Cloudflare accuses Perplexity of evading AI crawler blocks on sites using stealth tactics
Cloudflare has alleged that AI startup Perplexity bypassed website blocks on AI crawlers by disguising its automated scraping behavior. The company claims Perplexity rotated user-agent strings and changed autonomous system networks to avoid detection on sites that explicitly blocked automated access via robots.txt files and similar methods. The activity reportedly spanned millions of daily requests across tens of thousands of domains.
To identify the origin, Cloudflare used machine learning and a variety of network signals to fingerprint Perplexity’s crawler. When blocked, Perplexity reportedly switched to a generic browser user-agent imitating Google Chrome on macOS, further obscuring its identity. Cloudflare began the investigation after customers complained about persistent scraping activity from Perplexity despite configured blocking rules.
In response, Cloudflare has delisted Perplexity from its verified bot list and implemented new techniques to block stealth crawling attempts. Perplexity’s spokesperson denied the claims, calling the report a publicity stunt and asserting that the named bot wasn’t theirs and no content was accessed. The company also claimed the screenshots offered as evidence showed no actual content being accessed.

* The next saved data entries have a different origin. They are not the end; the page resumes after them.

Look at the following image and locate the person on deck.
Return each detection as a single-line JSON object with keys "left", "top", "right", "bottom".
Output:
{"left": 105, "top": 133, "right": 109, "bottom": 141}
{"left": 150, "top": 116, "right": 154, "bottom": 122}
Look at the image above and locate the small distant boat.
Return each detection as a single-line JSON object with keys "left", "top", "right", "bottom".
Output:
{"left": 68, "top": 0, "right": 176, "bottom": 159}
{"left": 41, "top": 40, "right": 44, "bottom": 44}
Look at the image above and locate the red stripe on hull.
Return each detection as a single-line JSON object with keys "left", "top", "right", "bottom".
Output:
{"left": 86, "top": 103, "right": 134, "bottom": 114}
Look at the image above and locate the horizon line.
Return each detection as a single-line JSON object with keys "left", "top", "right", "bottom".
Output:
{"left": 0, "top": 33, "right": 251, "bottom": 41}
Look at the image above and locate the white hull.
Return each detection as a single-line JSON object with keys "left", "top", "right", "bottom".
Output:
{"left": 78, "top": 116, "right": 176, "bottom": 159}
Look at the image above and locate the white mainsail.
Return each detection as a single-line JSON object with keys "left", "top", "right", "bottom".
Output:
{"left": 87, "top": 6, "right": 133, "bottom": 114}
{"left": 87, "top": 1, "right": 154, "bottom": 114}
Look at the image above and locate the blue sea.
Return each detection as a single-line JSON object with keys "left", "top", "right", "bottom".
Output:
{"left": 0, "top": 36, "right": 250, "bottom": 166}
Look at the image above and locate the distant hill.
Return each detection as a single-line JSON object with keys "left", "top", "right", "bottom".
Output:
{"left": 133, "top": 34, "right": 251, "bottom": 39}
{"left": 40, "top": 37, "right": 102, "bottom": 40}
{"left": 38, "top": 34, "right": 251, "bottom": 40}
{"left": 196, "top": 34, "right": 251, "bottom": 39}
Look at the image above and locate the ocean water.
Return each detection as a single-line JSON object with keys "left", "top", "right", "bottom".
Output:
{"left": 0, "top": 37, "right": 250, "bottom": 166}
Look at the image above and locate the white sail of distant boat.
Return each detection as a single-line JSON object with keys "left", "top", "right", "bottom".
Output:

These allegations add to prior claims in 2023 that Perplexity bypassed paywalls and ignored robots.txt. Meanwhile, Cloudflare has positioned itself against unauthorized AI scraping and even just a few weeks ago launched a new Pay Per Crawl marketplace for monetizing bot access, with CEO Matthew Prince warning of business model disruption for publishers.


Comments
I'd trust Cloudflare assessments 1e+6 times before any "startup" AI company.

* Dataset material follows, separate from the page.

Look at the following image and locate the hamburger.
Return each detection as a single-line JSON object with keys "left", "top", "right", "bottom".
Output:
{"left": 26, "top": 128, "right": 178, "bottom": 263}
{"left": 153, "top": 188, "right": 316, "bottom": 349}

I have mixed feeling about this because Perplexity has managed to give me important information that I simply can't find via google searches and this could be why. [things like pricing information, and ToS/support information for websites that hide it and such.]
I'm just trying to understand what your comment means.

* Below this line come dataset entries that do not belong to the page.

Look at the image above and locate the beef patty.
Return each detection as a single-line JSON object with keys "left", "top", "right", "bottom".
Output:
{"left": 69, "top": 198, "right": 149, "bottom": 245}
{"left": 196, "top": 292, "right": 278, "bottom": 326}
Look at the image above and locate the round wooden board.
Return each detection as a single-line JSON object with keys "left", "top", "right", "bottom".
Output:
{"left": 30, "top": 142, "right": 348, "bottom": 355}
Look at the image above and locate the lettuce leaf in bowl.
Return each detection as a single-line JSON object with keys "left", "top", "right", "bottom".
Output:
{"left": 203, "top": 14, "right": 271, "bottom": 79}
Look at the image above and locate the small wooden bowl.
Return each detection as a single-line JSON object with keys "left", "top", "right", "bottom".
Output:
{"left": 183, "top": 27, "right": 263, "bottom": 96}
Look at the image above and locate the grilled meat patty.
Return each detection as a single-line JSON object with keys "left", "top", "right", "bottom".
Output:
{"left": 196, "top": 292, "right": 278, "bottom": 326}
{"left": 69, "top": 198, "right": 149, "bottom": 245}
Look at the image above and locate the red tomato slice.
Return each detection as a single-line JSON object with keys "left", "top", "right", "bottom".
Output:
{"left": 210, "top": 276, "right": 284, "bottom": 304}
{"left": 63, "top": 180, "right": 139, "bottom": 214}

For example, i run a website that has changeable information: names; dates; times; venues; etc. It plainly says in English, and other languages, "don't copy the page, just link to it" so that there won't be incompatible versions of the information found on the 'net. By the time the AI "learns" my page, it may have already changed. It's that kind of "intelligence" that makes people say that AI is actually UNIntelligence.
I want a robots.txt type of method to tell AI what not to scrape. Oh, that already exists! Perplexity, and others, should be intelligent enough to follow what is requested by the website controllers.